Il faut avoir aimé une fois en sa vie, non pour le moment où l’on aime, car on n’éprouve alors que des tourmens, des regrets, de la jalousie: mais peu à peu ces tourmens-là deviennent des souvenirs, qui charment notre arrière saison: . . . et quand vous verrez la vieillesse douce, facile et tolérante, vous pourrez dire comme Fontenelle: L’amour a passé parla.
— Scribe: La Vieille.
Miss Gryll carefully avoided being alone with Mr. Falconer, in order not to give him an opportunity of speaking on the forbidden subject. She was confident that she had taken the only course which promised to relieve her from a life of intolerable suspense; but she wished to subject her conduct to dispassionate opinion, and she thought she could not submit it to a more calmly-judging person than her old spinster friend, Miss Ilex, who had, moreover, the great advantage of being a woman of the world. She therefore took an early opportunity of telling her what had passed between herself and Mr. Falconer, and asking her judgment on the point.
Miss Ilex. Why, my dear, if I thought there had been the slightest chance of his ever knowing his own mind sufficiently to come to the desired conclusion himself, I should have advised your giving him a little longer time; but as it is clear to me that he never would have done so, and as you are decidedly partial to him, I think you have taken the best course which was open to you. He had all but declared to you more than once before; but this ‘all but’ would have continued, and you would have sacrificed your life to him for nothing.
Miss Gryll. But do you think you would in my case have done as I did?
Miss Ilex. No, my dear, I certainly should not; for, in a case very similar, I did not. It does not follow that I was right. On the contrary, I think you are right, and I was wrong. You have shown true moral courage where it was most needed.
Miss Gryll. 1 hope I have not revived any displeasing recollections.
Miss Ilex. No, my dear, no; the recollections are not displeasing. The day-dreams of youth, however fallacious, are a composite of pain and pleasure: for the sake of the latter the former is endured, nay, even cherished in memory.
Miss Gryll. Hearing what I hear you were, seeing what I see you are, observing your invariable cheerfulness, I should not have thought it possible that you could have been crossed in love, as your words seem to imply.

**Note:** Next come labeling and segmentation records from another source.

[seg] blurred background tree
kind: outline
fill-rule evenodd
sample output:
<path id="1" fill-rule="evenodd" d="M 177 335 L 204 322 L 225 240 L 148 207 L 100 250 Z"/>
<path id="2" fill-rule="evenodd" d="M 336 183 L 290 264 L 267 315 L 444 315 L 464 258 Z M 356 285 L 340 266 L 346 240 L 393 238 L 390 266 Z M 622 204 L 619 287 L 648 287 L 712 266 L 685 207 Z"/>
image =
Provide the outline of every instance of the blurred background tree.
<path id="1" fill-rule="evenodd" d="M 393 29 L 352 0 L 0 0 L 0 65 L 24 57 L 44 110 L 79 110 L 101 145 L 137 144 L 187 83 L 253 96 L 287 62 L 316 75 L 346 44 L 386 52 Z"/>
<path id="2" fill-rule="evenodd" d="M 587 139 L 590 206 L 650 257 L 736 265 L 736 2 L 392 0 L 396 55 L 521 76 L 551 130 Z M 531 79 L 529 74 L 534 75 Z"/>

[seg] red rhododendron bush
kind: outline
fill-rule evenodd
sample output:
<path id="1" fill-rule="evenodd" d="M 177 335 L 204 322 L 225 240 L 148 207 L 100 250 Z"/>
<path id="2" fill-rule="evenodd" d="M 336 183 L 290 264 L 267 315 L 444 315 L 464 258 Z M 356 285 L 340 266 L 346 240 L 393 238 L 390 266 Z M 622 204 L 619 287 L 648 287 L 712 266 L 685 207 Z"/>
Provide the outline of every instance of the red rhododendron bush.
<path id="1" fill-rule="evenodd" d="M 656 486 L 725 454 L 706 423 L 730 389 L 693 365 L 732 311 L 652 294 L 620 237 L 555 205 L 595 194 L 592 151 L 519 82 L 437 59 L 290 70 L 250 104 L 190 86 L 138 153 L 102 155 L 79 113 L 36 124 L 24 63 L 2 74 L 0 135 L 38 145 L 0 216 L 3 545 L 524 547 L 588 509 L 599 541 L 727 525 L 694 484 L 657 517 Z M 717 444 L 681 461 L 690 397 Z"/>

Miss Ilex. I was, my dear, and have been foolish enough to be constant all my life to a single idea; and yet I would not part with this shadow for any attainable reality.
Miss Gryll. If it were not opening the fountain of an ancient sorrow, I could wish to know the story, not from idle curiosity, but from my interest in you.
Miss Ilex. Indeed, my dear Morgana, it is very little of a story: but such as it is, I am willing to tell it you. I had the credit of being handsome and accomplished. I had several lovers; but my inner thoughts distinguished only one; and he, I think, had a decided preference for me, but it was a preference of present impression. If some Genius had commanded him to choose a wife from any company of which I was one, he would, I feel sure, have chosen me; but he was very much of an universal lover, and was always overcome by the smiles of present beauty. He was of a romantic turn of mind: he disliked and avoided the ordinary pursuits of young men: he delighted in the society of accomplished young women, and in that alone. It was the single link between him and the world. He would disappear for weeks at a time, wandering in forests, climbing mountains, and descending into the dingles of mountain-streams, with no other companion than a Newfoundland dog; a large black dog, with a white breast, four white paws, and a white tip to his tail: a beautiful affectionate dog: I often patted him on the head, and fed him with my hand. He knew me as well as Bajardo1 knew Angelica.
Tears started into her eyes at the recollection of the dog. She paused for a moment.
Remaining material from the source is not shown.